Principles of Fair Disclosure
The Company shall adhere to the following principles to ensure timely and fair disclosure of Unpublished Price Sensitive Information:
- Prompt public disclosure of unpublished price sensitive information that would impact price discovery, as soon as it has credible and concrete information, in order to make such information generally available.
- Uniform and universal dissemination of unpublished price sensitive information to avoid selective disclosure.
- Prompt dissemination of unpublished price sensitive information that gets disclosed selectively, inadvertently or otherwise to make such information generally available.
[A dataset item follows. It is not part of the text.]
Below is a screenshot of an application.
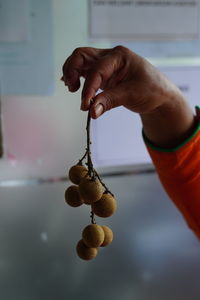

- Ensuring that information shared with analysts and research personnel is not unpublished price sensitive information. The Company shall be careful while answering to the queries of analysts. Unanticipated questions shall be taken on notice and a considered response shall be given later.
- Developing best practices to make transcripts or records of proceedings of meetings with analysts and other investor relations conferences on the Company’s website to ensure official confirmation and documentation of disclosures made.
- Handling of all unpublished price sensitive information on a need-to-know basis. Unpublished price sensitive information shall be disclosed to Company officials only after a proper clarification is sought as to the purpose for which the information is needed.
Monitoring and Co-ordination
The Company Secretary shall act as the Chief Investor Relations Officer (CIO) and will be responsible for ensuring that the Company complies with the continuous disclosure requirements of Securities and Exchange Board of India (Prohibition of Insider Trading) Regulations, 2015 and the Code. He shall also be responsible for overseeing, monitor & co-ordinating dissemination of disclosure of price sensitive information to Stock Exchanges where the securities of the Company are listed (‘The Stock Exchanges’) and stakeholders.
Powers & Duties of Chief Investor Relations Officer (CIO)
- Other than information which is price sensitive in accordance with the Companies Act 2013, the SEBI (Prohibition of Insider Trading) Regulations, 2015 or any other applicable law for the time being in force, the CIO in consultation with the Managing Director & Chief Financial Officer (CFO) shall decide whether an information is price sensitive or not.
- The CIO shall ensure that disclosure to Stock Exchanges is made promptly.
- All information disclosure/dissemination may normally be approved in advance by the CIO. In case information is accidentally disclosed without prior approval of CIO, the person responsible shall immediately inform the CIO.
- The CIO shall ensure that no unpublished price sensitive information is disclosed selectively to any one or group of research analysts or investors to the disadvantage of other stakeholders.
- Any queries or requests for verification of market rumours by the Regulatory Authorities shall be forwarded to the CIO, who shall decide on the clarification to be provided.
- The CIO shall decide whether a public announcement is necessary for verifying or denying rumours.
The Board of Directors of the Company may subject to applicable laws amend / substitute any provision(s) with a new provision(s) or replace the Code entirely with a new Code.
In any circumstance where the terms of the Code differ from any law, rule, regulation etc. for the time being in force, the law, rule, regulation etc. shall take precedence over the Code.
The Code and any subsequent amendment(s) thereto, shall be promptly intimated to the Stock Exchanges.